As someone who knew too little about Betty Davis before seeing this documentary, if anything at all, I found They Say I’m Different well worthwhile as an advertisement for her few commercial releases as a funk artist. The movie is incredibly useful as a fandom primer in that way – often filling out its runtime with YouTube-style lyrics videos of her most significant songs. It’s a tactic that’s led to actual, real-world good – boosting album sales of vinyl reissues of her work that are directly putting money in the pocket of an artist who deserved that payout decades ago. On the other end, I’m sure that the most dedicated of longtime Betty Davis superfans will be ecstatic for the few isolated glimpses of her current life that she reveals here, as sparse & limited as they are.
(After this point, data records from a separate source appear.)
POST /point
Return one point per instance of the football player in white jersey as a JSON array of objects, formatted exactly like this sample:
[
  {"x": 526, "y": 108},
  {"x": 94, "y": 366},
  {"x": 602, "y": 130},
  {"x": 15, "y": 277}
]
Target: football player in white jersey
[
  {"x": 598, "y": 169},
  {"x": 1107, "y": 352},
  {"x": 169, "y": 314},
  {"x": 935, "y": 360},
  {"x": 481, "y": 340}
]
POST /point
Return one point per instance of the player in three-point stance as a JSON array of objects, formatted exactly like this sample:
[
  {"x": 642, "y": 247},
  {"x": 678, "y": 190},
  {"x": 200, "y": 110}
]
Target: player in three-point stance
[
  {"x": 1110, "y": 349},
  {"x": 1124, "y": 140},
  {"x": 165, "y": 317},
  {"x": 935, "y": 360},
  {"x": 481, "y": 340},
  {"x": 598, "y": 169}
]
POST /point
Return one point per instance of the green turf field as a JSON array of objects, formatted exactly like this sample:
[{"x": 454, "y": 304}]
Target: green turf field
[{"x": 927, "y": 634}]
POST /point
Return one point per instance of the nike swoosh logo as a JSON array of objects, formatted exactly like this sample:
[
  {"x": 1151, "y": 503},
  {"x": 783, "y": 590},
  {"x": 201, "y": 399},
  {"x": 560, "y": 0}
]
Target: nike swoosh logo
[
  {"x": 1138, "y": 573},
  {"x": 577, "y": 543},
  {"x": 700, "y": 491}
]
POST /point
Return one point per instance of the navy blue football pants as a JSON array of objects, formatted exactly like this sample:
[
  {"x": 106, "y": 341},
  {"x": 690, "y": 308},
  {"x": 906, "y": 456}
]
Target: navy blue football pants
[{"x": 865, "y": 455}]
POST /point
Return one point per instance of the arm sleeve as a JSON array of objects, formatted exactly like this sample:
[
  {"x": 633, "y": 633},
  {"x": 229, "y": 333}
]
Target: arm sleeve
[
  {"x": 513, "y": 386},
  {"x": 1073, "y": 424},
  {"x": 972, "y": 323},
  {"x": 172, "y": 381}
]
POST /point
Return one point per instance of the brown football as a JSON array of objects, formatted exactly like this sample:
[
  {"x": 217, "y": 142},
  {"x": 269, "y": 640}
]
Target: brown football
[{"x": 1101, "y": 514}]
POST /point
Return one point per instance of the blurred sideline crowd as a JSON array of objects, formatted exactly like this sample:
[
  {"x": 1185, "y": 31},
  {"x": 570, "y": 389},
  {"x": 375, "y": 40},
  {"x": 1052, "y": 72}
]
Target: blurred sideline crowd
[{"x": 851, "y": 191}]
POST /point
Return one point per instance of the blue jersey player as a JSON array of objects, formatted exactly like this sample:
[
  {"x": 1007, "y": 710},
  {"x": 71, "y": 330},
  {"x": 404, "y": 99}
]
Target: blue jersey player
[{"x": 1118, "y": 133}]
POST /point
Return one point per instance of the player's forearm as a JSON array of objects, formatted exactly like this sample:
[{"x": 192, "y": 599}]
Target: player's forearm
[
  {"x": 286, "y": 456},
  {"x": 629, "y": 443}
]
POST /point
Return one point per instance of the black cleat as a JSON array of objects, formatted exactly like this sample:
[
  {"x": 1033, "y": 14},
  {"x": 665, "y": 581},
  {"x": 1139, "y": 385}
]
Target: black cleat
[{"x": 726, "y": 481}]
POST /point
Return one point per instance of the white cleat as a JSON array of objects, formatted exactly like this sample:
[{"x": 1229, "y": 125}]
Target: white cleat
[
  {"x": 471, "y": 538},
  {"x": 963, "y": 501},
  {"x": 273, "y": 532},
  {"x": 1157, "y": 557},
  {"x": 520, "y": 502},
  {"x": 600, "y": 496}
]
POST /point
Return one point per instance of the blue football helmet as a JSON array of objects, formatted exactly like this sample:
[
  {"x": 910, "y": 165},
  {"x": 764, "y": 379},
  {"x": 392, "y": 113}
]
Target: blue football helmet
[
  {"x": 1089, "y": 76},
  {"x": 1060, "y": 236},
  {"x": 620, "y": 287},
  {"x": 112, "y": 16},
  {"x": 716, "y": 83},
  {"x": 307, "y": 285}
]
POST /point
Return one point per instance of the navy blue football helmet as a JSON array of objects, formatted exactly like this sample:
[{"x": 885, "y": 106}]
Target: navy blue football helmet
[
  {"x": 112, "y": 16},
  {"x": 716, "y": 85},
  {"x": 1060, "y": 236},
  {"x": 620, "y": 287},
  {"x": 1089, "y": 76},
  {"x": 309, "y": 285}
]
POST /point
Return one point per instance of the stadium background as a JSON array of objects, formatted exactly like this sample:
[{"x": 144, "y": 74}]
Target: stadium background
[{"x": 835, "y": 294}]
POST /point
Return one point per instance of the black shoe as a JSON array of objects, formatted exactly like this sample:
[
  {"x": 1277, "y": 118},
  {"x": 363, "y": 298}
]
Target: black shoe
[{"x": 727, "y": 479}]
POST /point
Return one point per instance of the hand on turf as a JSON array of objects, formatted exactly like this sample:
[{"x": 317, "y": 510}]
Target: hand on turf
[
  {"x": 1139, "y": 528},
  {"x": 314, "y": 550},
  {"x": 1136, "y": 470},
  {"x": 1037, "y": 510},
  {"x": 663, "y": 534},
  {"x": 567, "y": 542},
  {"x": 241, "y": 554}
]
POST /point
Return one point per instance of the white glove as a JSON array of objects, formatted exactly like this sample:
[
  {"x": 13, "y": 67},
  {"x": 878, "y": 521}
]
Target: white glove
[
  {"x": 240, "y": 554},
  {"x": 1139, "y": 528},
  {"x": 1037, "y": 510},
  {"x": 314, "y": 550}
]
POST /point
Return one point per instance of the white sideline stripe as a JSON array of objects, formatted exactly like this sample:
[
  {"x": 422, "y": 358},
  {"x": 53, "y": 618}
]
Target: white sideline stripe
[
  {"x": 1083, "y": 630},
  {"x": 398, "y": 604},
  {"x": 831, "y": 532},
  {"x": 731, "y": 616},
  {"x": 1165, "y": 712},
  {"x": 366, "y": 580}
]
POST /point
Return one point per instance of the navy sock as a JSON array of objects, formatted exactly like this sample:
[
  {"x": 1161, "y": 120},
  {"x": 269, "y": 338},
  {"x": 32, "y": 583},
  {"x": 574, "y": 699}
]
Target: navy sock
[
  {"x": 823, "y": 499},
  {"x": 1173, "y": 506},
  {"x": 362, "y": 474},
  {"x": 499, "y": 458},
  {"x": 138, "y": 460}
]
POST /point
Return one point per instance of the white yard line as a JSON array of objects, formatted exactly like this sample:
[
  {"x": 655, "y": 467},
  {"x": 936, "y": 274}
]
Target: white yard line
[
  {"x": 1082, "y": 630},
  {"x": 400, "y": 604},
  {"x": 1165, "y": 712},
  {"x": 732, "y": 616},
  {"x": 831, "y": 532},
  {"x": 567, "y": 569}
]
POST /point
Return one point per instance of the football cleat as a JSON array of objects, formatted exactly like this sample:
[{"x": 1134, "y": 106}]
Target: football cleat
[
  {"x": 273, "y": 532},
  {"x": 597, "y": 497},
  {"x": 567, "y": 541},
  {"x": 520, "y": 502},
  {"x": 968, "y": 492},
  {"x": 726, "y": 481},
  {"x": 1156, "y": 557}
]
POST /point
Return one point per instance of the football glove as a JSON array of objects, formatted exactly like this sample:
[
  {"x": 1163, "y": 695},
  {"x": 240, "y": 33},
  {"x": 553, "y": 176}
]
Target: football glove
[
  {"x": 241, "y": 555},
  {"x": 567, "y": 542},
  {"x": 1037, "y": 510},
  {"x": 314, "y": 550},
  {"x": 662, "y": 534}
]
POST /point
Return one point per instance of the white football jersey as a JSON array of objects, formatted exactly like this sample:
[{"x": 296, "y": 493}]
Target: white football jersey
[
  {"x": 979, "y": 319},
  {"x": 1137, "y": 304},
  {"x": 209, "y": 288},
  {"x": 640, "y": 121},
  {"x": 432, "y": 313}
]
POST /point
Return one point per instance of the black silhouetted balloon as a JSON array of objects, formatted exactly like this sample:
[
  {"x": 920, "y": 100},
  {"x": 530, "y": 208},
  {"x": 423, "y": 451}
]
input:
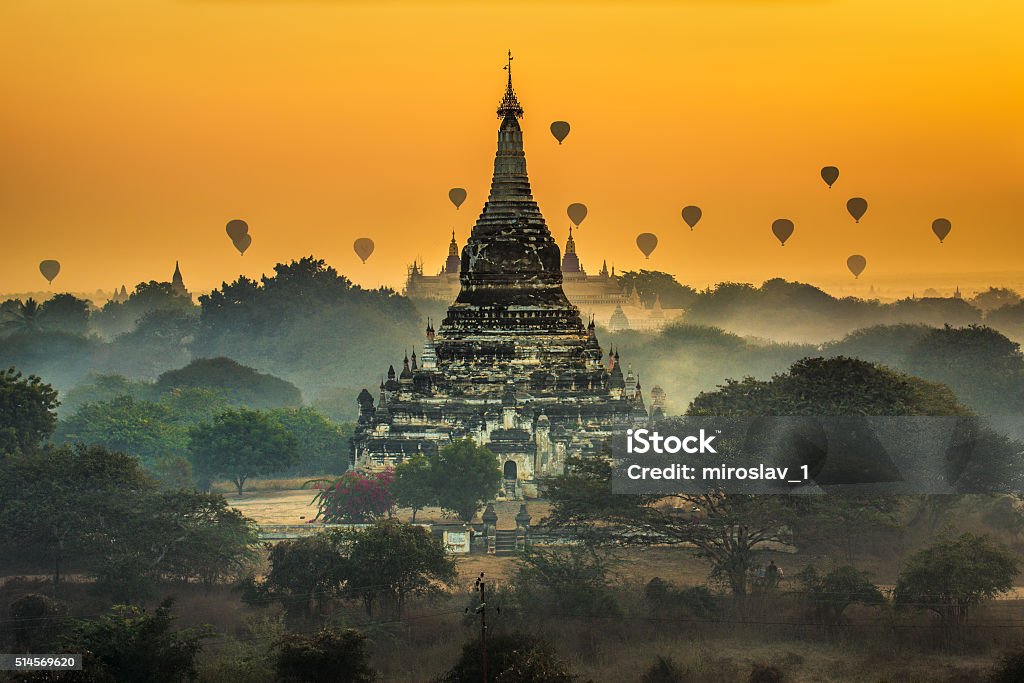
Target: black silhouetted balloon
[
  {"x": 856, "y": 263},
  {"x": 829, "y": 174},
  {"x": 577, "y": 213},
  {"x": 647, "y": 242},
  {"x": 560, "y": 129},
  {"x": 364, "y": 248},
  {"x": 941, "y": 227},
  {"x": 237, "y": 227},
  {"x": 782, "y": 228},
  {"x": 49, "y": 268},
  {"x": 243, "y": 243},
  {"x": 857, "y": 207},
  {"x": 691, "y": 215},
  {"x": 458, "y": 196}
]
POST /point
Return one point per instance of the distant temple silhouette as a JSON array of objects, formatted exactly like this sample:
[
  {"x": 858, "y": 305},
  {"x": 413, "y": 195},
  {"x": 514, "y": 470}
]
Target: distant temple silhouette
[
  {"x": 603, "y": 296},
  {"x": 177, "y": 283},
  {"x": 513, "y": 366}
]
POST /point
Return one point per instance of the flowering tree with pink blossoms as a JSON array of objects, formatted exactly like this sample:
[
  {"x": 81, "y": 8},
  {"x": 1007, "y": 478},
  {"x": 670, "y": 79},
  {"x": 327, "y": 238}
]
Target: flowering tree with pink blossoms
[{"x": 354, "y": 498}]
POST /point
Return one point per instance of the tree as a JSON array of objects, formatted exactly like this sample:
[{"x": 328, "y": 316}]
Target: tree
[
  {"x": 513, "y": 657},
  {"x": 146, "y": 430},
  {"x": 66, "y": 312},
  {"x": 729, "y": 529},
  {"x": 304, "y": 572},
  {"x": 28, "y": 411},
  {"x": 241, "y": 385},
  {"x": 837, "y": 386},
  {"x": 725, "y": 529},
  {"x": 54, "y": 504},
  {"x": 953, "y": 574},
  {"x": 308, "y": 324},
  {"x": 466, "y": 475},
  {"x": 323, "y": 444},
  {"x": 570, "y": 582},
  {"x": 884, "y": 344},
  {"x": 390, "y": 562},
  {"x": 354, "y": 498},
  {"x": 28, "y": 317},
  {"x": 329, "y": 655},
  {"x": 175, "y": 535},
  {"x": 414, "y": 484},
  {"x": 828, "y": 595},
  {"x": 130, "y": 644},
  {"x": 982, "y": 366},
  {"x": 240, "y": 444}
]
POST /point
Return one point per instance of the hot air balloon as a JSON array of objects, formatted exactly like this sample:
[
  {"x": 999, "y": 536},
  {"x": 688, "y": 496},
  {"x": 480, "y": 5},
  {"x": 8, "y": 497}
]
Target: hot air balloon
[
  {"x": 577, "y": 213},
  {"x": 243, "y": 243},
  {"x": 691, "y": 215},
  {"x": 856, "y": 263},
  {"x": 941, "y": 227},
  {"x": 560, "y": 129},
  {"x": 829, "y": 174},
  {"x": 49, "y": 268},
  {"x": 237, "y": 227},
  {"x": 364, "y": 248},
  {"x": 857, "y": 207},
  {"x": 458, "y": 196},
  {"x": 782, "y": 229},
  {"x": 646, "y": 242}
]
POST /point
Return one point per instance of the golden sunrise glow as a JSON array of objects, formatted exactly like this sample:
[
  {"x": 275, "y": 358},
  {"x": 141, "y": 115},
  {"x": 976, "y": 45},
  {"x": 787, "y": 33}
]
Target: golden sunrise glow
[{"x": 132, "y": 130}]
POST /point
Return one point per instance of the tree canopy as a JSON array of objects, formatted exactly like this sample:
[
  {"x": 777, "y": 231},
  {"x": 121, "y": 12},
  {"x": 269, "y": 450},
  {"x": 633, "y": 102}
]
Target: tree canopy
[
  {"x": 28, "y": 411},
  {"x": 240, "y": 444}
]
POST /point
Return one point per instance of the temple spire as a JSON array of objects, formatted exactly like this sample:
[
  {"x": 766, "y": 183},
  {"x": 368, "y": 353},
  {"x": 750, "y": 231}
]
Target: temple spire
[{"x": 510, "y": 104}]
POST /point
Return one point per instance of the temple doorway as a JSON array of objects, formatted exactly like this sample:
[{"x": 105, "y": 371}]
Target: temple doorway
[{"x": 511, "y": 471}]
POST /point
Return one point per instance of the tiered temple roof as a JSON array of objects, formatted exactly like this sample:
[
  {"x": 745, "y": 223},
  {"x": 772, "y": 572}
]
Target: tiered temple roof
[{"x": 512, "y": 366}]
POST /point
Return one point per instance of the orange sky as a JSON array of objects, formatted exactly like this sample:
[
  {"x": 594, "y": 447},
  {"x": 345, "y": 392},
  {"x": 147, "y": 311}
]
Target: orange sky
[{"x": 132, "y": 130}]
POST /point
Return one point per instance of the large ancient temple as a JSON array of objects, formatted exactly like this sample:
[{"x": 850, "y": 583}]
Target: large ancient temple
[{"x": 512, "y": 366}]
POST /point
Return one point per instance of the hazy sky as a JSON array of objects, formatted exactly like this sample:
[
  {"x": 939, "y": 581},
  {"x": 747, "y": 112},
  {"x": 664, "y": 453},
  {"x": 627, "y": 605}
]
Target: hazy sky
[{"x": 132, "y": 130}]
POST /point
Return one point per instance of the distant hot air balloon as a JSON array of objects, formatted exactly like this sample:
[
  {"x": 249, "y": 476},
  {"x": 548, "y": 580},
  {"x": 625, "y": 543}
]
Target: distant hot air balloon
[
  {"x": 856, "y": 263},
  {"x": 647, "y": 242},
  {"x": 458, "y": 196},
  {"x": 560, "y": 129},
  {"x": 829, "y": 174},
  {"x": 941, "y": 227},
  {"x": 243, "y": 243},
  {"x": 577, "y": 213},
  {"x": 691, "y": 215},
  {"x": 237, "y": 227},
  {"x": 49, "y": 268},
  {"x": 857, "y": 207},
  {"x": 364, "y": 248},
  {"x": 782, "y": 228}
]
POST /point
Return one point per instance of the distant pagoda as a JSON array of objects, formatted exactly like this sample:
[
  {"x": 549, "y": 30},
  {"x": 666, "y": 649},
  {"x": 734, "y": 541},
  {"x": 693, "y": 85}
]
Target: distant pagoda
[{"x": 512, "y": 365}]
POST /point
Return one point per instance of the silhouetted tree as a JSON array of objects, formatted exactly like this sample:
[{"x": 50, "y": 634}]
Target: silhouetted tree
[
  {"x": 240, "y": 444},
  {"x": 28, "y": 411}
]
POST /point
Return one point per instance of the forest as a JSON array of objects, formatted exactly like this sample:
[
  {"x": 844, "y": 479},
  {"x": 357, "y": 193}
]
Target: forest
[{"x": 135, "y": 438}]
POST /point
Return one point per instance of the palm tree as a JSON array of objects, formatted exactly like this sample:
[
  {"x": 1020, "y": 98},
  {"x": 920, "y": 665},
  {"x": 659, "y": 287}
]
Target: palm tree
[{"x": 28, "y": 316}]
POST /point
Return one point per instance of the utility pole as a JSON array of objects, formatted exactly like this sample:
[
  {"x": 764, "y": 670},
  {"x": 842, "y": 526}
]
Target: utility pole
[{"x": 482, "y": 609}]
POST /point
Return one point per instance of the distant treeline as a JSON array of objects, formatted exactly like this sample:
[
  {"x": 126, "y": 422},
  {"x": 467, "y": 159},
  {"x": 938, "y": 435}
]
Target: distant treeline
[{"x": 313, "y": 329}]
The other ways the film treads water to respect her privacy are a little less satisfying – animated pop art collages, repetitive snippets of slo-mo concert footage without sync-sound, time elapse photography of wilting flowers that feels like it was borrowed from an unrelated project, etc. Hindered by the privacy of its subject, They Say I’m Different finds itself scrambling to fill in dead air with artsy-fartsy techniques on an extremely limited budget, which often leaves it feeling like an hour-long trailer for a more complete film. For it to have done any better, though, it would have had to violate the wishes of the very subject it aims to promote & support. The way it ties one arm behind its own back as an entertainment is actually an ethical victory for it as an effort of retribution to Betty as an artist and a person. We don’t deserve a better Betty Davis documentary any more than we deserve Betty Davis herself; she doesn’t owe us any more than she’s already given. The best any modern profile of her can hope to achieve is boosting her record sales and then leaving her alone, which this one does as respectably as possible.